NIF Animations - BadDogSkyrim/PyNifly GitHub Wiki
NIF Animations
Some nifs have animations embedded in them: chests and doors that open and close, flags that wave, dwemer gears that turn, and so forth. PyNifly imports and exports these animations.
For character animations in HKX files, see this page.
Video tutorial covering basic functionality here.
What Can Be Animated
PyNifly supports several types of animation embedded in nif files:
- Transform animations -- position, rotation, and scale of objects and bones (NiTransformController)
- Shader float animations -- emissive multiple, alpha, glossiness, U/V offset and scale (BSLightingShaderPropertyFloatController, BSEffectShaderPropertyFloatController)
- Shader color animations -- emission color, specular color (BSLightingShaderPropertyColorController, BSEffectShaderPropertyColorController)
- Alpha threshold animations -- for fade effects (BSNiAlphaPropertyTestRefController)
- Visibility animations -- toggling objects visible/invisible (NiVisController)
Both linear and Bezier interpolation are supported for keyframes.
Import
Import Animations is on by default in the NIF import options. Uncheck it if you only want the mesh.
Named Animations
A nif may contain multiple named animations -- for example a chest with "Open" and "Close" animations.
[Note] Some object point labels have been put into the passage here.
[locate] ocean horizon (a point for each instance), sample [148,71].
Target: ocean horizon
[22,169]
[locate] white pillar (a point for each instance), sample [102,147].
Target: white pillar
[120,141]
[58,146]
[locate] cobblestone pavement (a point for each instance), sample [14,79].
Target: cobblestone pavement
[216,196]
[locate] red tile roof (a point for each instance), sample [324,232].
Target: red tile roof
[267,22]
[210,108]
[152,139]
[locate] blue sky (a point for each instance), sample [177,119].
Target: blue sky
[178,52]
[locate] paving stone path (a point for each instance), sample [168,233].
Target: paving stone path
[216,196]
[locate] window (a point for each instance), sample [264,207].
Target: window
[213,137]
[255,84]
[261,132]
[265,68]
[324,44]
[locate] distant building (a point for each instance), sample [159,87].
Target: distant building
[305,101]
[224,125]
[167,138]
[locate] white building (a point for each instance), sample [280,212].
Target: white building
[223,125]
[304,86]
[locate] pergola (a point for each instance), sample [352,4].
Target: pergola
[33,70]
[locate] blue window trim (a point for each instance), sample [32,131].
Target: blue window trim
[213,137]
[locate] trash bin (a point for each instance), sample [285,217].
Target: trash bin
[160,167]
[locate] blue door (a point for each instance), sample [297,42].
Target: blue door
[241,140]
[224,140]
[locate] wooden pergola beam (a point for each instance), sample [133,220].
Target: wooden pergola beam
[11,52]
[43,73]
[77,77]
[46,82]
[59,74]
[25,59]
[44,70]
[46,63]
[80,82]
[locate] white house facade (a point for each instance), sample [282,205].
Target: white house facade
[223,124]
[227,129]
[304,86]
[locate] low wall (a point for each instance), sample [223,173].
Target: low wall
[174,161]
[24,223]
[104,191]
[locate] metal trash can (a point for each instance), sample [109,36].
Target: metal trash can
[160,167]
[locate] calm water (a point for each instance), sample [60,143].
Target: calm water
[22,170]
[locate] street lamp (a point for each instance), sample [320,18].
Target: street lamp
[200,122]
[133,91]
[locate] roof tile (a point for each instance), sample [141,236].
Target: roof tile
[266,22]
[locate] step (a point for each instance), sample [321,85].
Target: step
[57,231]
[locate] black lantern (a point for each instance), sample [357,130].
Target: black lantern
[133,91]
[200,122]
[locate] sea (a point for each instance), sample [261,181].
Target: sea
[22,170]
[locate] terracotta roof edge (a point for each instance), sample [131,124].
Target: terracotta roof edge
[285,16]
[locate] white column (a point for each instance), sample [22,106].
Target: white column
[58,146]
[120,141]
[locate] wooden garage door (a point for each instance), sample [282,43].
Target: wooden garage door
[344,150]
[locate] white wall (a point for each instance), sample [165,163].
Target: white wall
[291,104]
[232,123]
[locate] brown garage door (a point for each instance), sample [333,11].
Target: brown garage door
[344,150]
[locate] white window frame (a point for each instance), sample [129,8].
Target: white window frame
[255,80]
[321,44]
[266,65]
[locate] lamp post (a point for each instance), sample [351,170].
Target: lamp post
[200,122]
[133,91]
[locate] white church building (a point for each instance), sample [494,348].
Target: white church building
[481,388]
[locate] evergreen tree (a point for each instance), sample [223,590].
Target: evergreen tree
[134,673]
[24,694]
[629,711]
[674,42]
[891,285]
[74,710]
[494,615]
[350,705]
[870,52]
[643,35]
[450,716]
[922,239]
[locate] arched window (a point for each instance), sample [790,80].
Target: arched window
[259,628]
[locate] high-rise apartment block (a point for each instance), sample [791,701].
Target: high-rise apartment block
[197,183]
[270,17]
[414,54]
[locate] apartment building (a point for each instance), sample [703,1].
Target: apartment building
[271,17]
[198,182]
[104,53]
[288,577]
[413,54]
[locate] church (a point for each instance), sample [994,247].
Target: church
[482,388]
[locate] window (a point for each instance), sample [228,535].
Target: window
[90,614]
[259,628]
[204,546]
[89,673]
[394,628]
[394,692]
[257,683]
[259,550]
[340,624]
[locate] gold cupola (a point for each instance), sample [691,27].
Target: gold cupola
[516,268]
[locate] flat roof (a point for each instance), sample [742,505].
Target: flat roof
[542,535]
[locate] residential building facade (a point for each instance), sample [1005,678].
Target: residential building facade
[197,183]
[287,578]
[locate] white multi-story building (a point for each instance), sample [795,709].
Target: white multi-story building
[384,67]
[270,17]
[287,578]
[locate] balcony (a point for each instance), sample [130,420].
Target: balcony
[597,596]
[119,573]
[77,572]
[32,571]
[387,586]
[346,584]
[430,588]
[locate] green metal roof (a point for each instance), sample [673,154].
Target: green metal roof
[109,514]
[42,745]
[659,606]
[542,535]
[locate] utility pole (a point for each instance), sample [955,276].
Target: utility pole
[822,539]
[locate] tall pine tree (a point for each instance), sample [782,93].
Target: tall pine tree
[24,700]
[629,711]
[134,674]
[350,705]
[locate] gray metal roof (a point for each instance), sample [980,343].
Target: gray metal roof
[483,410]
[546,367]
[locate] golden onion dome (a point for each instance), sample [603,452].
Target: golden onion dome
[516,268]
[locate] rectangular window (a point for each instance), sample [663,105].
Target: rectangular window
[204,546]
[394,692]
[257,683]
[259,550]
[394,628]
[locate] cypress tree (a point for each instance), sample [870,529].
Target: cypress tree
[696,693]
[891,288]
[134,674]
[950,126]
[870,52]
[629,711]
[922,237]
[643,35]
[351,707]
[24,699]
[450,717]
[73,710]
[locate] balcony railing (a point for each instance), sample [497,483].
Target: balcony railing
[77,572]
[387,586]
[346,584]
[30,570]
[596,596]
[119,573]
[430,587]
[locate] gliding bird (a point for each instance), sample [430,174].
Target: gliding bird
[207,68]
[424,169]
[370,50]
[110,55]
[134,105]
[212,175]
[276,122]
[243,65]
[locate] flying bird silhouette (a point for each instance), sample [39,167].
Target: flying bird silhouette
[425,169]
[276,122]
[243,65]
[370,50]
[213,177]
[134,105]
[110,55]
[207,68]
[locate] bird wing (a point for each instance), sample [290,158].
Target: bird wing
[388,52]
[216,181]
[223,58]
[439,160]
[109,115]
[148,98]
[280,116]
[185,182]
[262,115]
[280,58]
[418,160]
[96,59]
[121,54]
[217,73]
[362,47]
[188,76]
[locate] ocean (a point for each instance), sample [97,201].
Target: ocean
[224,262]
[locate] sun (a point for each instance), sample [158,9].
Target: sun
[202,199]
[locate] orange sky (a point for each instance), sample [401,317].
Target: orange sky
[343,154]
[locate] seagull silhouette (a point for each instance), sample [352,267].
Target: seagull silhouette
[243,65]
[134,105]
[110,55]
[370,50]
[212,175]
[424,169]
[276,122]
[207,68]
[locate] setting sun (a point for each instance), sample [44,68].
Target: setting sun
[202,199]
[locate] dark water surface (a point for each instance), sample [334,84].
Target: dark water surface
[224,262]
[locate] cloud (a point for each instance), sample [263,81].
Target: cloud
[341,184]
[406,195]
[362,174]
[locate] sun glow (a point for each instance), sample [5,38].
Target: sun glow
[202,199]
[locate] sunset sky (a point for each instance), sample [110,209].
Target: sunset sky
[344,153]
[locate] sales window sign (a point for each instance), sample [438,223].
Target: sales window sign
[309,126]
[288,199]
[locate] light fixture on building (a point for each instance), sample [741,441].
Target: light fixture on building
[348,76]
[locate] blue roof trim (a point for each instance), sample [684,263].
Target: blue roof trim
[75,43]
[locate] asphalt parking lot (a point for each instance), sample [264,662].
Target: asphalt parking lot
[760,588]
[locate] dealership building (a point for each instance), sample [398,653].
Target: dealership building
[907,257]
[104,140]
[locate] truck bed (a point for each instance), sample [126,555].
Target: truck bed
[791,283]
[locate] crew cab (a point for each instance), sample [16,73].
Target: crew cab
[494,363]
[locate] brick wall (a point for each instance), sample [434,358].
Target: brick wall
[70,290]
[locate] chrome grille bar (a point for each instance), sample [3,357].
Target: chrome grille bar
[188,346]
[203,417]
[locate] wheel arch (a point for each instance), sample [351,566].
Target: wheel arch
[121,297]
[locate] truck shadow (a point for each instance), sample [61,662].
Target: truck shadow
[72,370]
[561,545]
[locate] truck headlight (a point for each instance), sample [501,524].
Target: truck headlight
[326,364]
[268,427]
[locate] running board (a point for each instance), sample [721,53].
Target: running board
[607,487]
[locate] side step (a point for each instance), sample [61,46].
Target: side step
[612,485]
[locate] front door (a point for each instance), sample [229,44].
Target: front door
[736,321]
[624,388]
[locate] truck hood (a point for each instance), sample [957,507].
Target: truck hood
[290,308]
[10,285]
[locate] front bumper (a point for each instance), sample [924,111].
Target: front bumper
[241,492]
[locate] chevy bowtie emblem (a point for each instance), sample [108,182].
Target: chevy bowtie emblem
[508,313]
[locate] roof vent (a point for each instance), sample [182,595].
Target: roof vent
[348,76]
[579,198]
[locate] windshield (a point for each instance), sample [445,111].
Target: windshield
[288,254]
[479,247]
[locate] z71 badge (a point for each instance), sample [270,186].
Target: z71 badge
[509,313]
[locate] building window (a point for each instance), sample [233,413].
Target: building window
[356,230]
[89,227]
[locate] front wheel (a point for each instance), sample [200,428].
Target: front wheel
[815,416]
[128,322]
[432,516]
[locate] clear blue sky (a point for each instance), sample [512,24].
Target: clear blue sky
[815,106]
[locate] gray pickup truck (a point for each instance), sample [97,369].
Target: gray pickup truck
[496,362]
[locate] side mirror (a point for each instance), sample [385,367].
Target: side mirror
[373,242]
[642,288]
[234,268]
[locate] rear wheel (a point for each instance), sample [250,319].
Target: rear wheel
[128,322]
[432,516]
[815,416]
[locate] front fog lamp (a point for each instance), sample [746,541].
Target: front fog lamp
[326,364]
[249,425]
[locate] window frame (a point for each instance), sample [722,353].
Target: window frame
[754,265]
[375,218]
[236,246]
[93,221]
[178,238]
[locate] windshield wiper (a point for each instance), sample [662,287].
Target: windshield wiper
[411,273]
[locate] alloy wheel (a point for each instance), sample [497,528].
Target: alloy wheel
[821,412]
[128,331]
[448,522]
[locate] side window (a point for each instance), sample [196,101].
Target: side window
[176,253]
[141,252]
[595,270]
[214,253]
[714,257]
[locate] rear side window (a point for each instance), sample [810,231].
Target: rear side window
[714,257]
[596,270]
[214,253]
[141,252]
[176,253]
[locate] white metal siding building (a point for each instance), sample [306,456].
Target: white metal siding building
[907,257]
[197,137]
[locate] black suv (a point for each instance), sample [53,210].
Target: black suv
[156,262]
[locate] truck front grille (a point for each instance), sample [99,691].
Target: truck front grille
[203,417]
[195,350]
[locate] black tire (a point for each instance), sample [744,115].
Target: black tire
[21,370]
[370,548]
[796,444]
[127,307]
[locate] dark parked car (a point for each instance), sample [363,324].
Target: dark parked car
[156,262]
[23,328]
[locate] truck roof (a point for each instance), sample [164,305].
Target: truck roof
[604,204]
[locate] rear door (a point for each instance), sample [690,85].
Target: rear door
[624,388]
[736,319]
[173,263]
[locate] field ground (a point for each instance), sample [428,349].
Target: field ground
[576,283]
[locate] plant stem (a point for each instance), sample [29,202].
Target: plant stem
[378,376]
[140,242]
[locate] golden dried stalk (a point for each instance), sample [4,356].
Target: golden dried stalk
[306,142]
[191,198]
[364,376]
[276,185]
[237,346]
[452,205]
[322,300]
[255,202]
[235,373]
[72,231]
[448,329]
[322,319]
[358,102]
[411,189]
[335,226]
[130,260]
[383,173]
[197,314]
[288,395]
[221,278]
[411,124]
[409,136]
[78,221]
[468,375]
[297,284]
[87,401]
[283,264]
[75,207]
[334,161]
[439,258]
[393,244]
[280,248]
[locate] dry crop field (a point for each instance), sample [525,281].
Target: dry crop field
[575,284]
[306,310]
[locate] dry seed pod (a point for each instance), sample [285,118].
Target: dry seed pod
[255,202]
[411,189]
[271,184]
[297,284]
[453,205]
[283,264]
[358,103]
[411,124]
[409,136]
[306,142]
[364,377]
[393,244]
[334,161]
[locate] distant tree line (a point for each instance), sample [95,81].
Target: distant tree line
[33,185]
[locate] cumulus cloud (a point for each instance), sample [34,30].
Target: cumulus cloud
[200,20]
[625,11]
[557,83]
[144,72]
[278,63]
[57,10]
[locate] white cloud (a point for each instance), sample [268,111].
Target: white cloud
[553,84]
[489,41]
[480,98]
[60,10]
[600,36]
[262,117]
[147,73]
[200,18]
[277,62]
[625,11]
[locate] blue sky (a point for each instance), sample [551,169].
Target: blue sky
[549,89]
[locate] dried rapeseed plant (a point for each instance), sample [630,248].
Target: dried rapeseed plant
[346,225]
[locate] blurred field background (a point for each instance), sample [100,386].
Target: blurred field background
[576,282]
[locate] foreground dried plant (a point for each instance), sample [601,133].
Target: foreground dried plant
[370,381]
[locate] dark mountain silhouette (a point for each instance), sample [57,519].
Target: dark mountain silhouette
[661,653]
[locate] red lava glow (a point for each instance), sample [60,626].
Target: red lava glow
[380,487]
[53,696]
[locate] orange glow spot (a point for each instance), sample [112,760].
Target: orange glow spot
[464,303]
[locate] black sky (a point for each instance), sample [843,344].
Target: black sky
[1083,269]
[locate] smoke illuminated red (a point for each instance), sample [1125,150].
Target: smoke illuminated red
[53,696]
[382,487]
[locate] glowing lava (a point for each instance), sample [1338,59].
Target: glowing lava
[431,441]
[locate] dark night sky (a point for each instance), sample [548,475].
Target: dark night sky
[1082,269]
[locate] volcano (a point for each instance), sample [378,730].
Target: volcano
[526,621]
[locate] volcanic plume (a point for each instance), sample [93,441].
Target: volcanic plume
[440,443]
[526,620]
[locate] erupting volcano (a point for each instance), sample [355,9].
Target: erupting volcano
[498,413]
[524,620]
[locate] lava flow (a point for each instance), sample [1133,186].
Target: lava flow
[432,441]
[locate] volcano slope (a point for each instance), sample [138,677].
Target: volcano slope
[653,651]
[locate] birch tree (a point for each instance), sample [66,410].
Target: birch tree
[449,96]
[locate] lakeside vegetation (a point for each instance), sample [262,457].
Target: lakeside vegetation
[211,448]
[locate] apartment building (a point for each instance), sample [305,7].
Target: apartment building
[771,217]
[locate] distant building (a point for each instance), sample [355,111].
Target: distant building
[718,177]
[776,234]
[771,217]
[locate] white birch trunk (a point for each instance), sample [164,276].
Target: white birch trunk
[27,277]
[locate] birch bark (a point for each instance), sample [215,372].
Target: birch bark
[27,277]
Each animation is represented as a Blender Action.
- Actions are marked as assets with the "fake user" flag so they persist in the blend file.
- The action name matches the animation name in the nif.
- A single animation can affect multiple objects (e.g. a Dwemer chest with multiple gears and levers all moving together).
To switch between animations, use F3 > "Apply Nif Animation" and choose the one you want. This sets the correct action and action slot on every affected object.
Animated Clutter
Animated clutter often has the animation on a parent node rather than on the mesh itself. On import, these parent nodes become Blender empties with the animation attached. Moving the empty moves all its children.
Annotations and Text Keys
Some animations have text annotations at specific times (NiTextKeyExtraData), used for synchronizing events like door-slamming sounds. These appear as markers on the action's timeline. You may need to enable marker visibility with View > Show Markers in an animation editor.
Frame Rate
Blender's FPS setting controls how many frames you get. A 10-second animation at 24 FPS gives 240 frames; at 60 FPS it gives 600 frames. Set the FPS before importing if you want smoother results.
Export
- All named animations in the file are exported if they affect any object being exported, whether active or not.
- Animated meshes are exported at the position of the first frame of the currently active animation. Remove the animation before export if you don't want that.
- The default export frame rate is 30 FPS. You can change this in export options.
- Euler rotation keyframes support both linear and Bezier interpolation. Quaternion rotations are exported with linear interpolation; if Bezier quaternion curves are present, they are sampled at the export frame rate.
- Scale animations are not currently exported.
Building Animations from Scratch
If you're creating new animations rather than editing imported ones, there are a couple of custom properties you need to know about:
-
pynActionSlots -- This property on an object maps animation names to action slots. Its value looks like
Open|Object003||Close|Object003, meaning when the "Open" action is applied, this object gets the "Object003" slot. This is set automatically on import, but if you're building from scratch you'll need to set it up so each object gets the right slot. -
pynController -- Set this custom property to
NiControllerSequenceon an Action to tell PyNifly to export it as a named animation with a Controller Manager. Without this, PyNifly won't create the NiControllerManager/NiControllerSequence structure in the nif.
Under the Hood
Notes on how animations are structured in the nif. You shouldn't need this to use PyNifly, but it helps if you're debugging or building complex setups.
- If there are multiple named animations, the root node has a NiControllerManager. The Controller Manager doesn't control anything directly -- it parents one or more Controller Sequences.
- NiControllerSequence blocks are the individual named animations. The name allows them to be triggered by the game (e.g. "Open", "Close").
- Each NiControllerSequence contains Controlled Blocks -- one per animated target. Each references a target (a node or shader), an interpolator, and a controller.
- The interpolator references a Data block (NiTransformData, NiFloatData, etc.) which holds the actual keyframes.
- In Blender, each Controlled Block maps to one or more fcurves within an Action Slot. Multiple Controlled Blocks can share an Action if they're part of the same named animation.